Ask HN: What are the best way to learn advanced SQL? - slinger
As a web developer what are the best resources and exercises to learn advanced SQL? How do you choose which open source database best fits an application use-case?
======
lastofus
PostgreSQL is hands down the way to go when you need a relational DB (which is
99% of the time).

Some features to read up on:

    
    
      * COALESCE, CASE
      * Aggregate functions + GROUP BY + HAVING
      * Subqueries
      * The LEFT/RIGHT/INNER JOINs, and things you can achieve with JOIN conditions
      * Different index types and how to use them
      * Different constraint types and how they will save your ass
      * Using temporary tables
      * Views + Materialized Views
      * CTEs, including recursive
      * Full text search
      * Trigger functions
      * Window function
      * DISTINCT ON vs DISTINCT & GROUP BY (a PG extension - why it's useful)
      * Partial/functional indexes
      * Schemas - especially useful for multi-tenancy
      * COPY to load in datasets fast 
      * Transaction isolation levels
      * Manual locking
      * EXPLAIN + EXPLAIN ANALYZE
    

The above is just scratching the surface, but it's what I've found most useful
doing web dev. The PG manual covers all these things well, along with
supplemental stuff that can be googled. If you read the PG manual cover to
cover, your mind you be blown by what the DB can accomplish.
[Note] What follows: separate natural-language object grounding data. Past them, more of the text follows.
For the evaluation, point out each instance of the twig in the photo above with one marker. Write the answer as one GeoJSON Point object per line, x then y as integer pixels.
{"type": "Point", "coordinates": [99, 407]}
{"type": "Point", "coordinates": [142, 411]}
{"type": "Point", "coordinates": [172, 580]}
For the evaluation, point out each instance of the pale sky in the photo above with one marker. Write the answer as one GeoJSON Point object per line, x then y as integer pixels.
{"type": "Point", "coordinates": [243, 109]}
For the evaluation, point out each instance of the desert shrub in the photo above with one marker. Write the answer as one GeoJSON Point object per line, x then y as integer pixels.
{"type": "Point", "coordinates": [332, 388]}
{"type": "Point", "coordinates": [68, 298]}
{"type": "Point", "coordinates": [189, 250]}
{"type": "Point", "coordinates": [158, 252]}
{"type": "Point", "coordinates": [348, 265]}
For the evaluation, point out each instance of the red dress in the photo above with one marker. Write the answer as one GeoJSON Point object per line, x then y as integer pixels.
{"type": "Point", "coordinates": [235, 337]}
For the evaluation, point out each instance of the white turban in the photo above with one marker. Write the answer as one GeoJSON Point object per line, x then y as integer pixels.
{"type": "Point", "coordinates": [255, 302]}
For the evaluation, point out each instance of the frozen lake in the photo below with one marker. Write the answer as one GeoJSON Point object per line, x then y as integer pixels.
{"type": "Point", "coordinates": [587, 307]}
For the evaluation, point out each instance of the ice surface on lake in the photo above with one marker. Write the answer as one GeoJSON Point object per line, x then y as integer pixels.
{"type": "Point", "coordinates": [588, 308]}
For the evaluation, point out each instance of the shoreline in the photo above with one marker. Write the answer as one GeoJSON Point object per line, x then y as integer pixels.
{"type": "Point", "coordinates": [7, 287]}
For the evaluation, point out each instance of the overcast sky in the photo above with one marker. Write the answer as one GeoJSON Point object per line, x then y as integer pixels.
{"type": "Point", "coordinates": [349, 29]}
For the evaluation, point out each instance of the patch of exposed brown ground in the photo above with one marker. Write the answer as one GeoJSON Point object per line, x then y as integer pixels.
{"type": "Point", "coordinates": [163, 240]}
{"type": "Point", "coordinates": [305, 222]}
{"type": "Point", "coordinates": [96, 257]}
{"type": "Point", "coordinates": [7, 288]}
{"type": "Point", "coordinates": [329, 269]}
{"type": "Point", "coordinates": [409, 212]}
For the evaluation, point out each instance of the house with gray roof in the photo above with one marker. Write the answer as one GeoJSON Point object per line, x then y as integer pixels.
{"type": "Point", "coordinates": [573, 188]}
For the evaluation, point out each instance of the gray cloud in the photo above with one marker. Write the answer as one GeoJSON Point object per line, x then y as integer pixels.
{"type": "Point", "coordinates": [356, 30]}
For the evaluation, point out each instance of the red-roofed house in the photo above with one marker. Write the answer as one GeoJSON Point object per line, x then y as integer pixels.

For learning about performance and what's going on under the hood, check out
"PostgreSQL 9.0 High Performance".

Most of the really complex queries I've written consist of writing several
CTEs/sub-queries/views/temp tables which create a number of intermediate
tables containing transformed data, which in turn are available to the final
top level query. There's a lot of overlap with functional programming here:
build small queries, and use them as reusable building blocks.

If you find yourself needing to dynamically generate complicated queries,
instead of trying to construct them w/ string concatenation in your app, try
building temporary views, and then referencing those views in later queries,
as opposed to doing it all in one go. I usually have one function/method per
view in the app, and I can call the needed functions to create the foundation
for a later query.

------
harperlee
Just use postgres.

Read this (covers performance and internals): [https://use-the-index-
luke.com](https://use-the-index-luke.com)

And this (covers "advanced" SQL, more than the usual functions):
[http://www.windowfunctions.com](http://www.windowfunctions.com)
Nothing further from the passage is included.